# Why is there so much damn maintenance on these?



## lorddamax (Apr 13, 2011)

So I'm in the sign and vehicle wrap business. I do some tshirts here and there either using something like Joto trimfree on whites, and easyweed for single color shirts on darks. I'm thinking I can expand with a DTG. I do some local events and I'm thinking if I can do custom shirts, on site, I'll make a killing.

So I'm reading all I can on these machines. And one thing I'm seeing over and over again is MAINTENANCE. Daily, weekly, monthly.

Why do these machines require SO much maintenance? I have a $24,000 Roland 54" EcoSolvent printer. I print consistently beautiful signs, banners, and vehicle wraps with it. My maintenance? Once a month I clean the capping stations, pull any lint/fuzz off the print heads, clean the wiper, etc. It takes me 10 minutes. 15 if it's really gummed up. Sometimes mid-month I need to do another cleaning if I notice the prints getting streaky (for some reason, my machine collects lint like a freaking swiffer. I'll have tiny hairs on the print head that drag/streak the ink). Never a clog, never a problem.

So why is it these DTG printers require SO much maintenance? I understand the white ink is very thick, and has issues, but I'm terrified to get this printer if I'm not printing 5 shirts a day with it. Post after post about how much maintenance is necessary with them. I've read about the Viper's WIMS system, and AnaJets closed loop systems how they help, but it seems even these printers need massive, daily maintenance.

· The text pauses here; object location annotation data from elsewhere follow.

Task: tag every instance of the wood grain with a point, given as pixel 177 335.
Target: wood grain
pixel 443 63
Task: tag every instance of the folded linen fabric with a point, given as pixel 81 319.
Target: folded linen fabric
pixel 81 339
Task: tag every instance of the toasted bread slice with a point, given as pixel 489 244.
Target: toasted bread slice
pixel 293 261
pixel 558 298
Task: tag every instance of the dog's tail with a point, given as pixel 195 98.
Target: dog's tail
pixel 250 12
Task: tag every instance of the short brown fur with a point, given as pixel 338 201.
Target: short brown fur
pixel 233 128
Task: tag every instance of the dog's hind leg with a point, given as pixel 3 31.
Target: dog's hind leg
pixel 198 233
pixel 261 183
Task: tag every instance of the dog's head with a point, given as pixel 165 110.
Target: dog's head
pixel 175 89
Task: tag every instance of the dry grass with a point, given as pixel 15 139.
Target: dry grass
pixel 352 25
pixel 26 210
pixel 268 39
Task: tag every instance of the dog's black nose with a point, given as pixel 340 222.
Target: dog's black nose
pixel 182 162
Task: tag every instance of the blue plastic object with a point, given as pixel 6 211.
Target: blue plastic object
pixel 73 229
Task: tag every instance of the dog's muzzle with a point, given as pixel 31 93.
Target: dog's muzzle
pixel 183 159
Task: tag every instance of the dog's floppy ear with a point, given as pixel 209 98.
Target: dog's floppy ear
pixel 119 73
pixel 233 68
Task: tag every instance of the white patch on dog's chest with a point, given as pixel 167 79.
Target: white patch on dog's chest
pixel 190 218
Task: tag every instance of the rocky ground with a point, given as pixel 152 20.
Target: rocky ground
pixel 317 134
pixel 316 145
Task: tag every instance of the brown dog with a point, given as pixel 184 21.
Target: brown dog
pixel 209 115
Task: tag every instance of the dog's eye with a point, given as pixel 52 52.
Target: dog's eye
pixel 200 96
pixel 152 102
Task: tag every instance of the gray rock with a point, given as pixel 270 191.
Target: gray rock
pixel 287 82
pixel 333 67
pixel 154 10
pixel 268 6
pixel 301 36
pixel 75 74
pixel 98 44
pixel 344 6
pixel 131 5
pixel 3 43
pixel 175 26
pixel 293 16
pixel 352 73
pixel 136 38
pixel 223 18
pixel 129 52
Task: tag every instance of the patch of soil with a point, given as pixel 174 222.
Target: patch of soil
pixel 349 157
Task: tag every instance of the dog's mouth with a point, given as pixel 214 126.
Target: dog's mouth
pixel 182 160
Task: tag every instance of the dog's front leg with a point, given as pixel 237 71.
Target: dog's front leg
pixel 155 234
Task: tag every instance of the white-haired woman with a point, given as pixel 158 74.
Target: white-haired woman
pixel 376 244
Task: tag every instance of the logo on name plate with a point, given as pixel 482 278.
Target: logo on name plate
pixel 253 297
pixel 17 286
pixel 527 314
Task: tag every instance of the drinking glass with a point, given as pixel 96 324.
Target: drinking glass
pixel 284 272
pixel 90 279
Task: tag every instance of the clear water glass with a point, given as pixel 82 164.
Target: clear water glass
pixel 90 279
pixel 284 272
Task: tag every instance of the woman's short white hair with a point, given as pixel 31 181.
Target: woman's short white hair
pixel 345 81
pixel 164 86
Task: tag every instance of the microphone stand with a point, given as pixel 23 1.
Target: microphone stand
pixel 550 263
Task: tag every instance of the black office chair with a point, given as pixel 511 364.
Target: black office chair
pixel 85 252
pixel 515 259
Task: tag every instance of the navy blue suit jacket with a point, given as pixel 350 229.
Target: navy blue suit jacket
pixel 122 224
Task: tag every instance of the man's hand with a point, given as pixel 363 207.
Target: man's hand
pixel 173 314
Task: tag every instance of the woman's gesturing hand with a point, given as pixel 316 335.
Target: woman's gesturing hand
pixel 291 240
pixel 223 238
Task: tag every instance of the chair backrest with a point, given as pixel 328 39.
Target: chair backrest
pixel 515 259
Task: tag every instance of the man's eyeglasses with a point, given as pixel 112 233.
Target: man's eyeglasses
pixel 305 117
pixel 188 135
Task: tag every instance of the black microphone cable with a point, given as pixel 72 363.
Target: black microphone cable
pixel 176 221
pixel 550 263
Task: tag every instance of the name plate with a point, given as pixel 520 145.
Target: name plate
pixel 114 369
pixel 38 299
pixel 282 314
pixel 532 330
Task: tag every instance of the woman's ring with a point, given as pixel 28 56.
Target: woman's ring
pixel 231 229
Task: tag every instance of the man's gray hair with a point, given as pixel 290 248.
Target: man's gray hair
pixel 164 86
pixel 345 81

Why is that? And which printers need the least? I'm not a tshirt shop - but I'd like to expand. But I dont want ANY piece of equipment that is more frustration than production. I've made thousands off my wide format Roland. I dont want a DTG to be the other way around...


----------



## kevrokr (Feb 26, 2007)

Keeping up with the maintenance of a DTG printer is crucial but should only take a couple of minutes per day. The main difference between a DTG printer and your Roland is the nature of the thicker inks. The pigment in the white inks is much thicker and more susceptible to drying when exposed to air. Of course DTG printers run alot more smoothly when they are used more often, but HAVING to print 5 shirts daily may be a little overkill. If you do the daily maintenance and are sure that the printer is printing correctly, you shouldn't have to print that much. Of course on the other side of the coin is the fact that if you are not able to print at least 3 days per week because the work is not there, maybe this type of printing is not a match for your business model.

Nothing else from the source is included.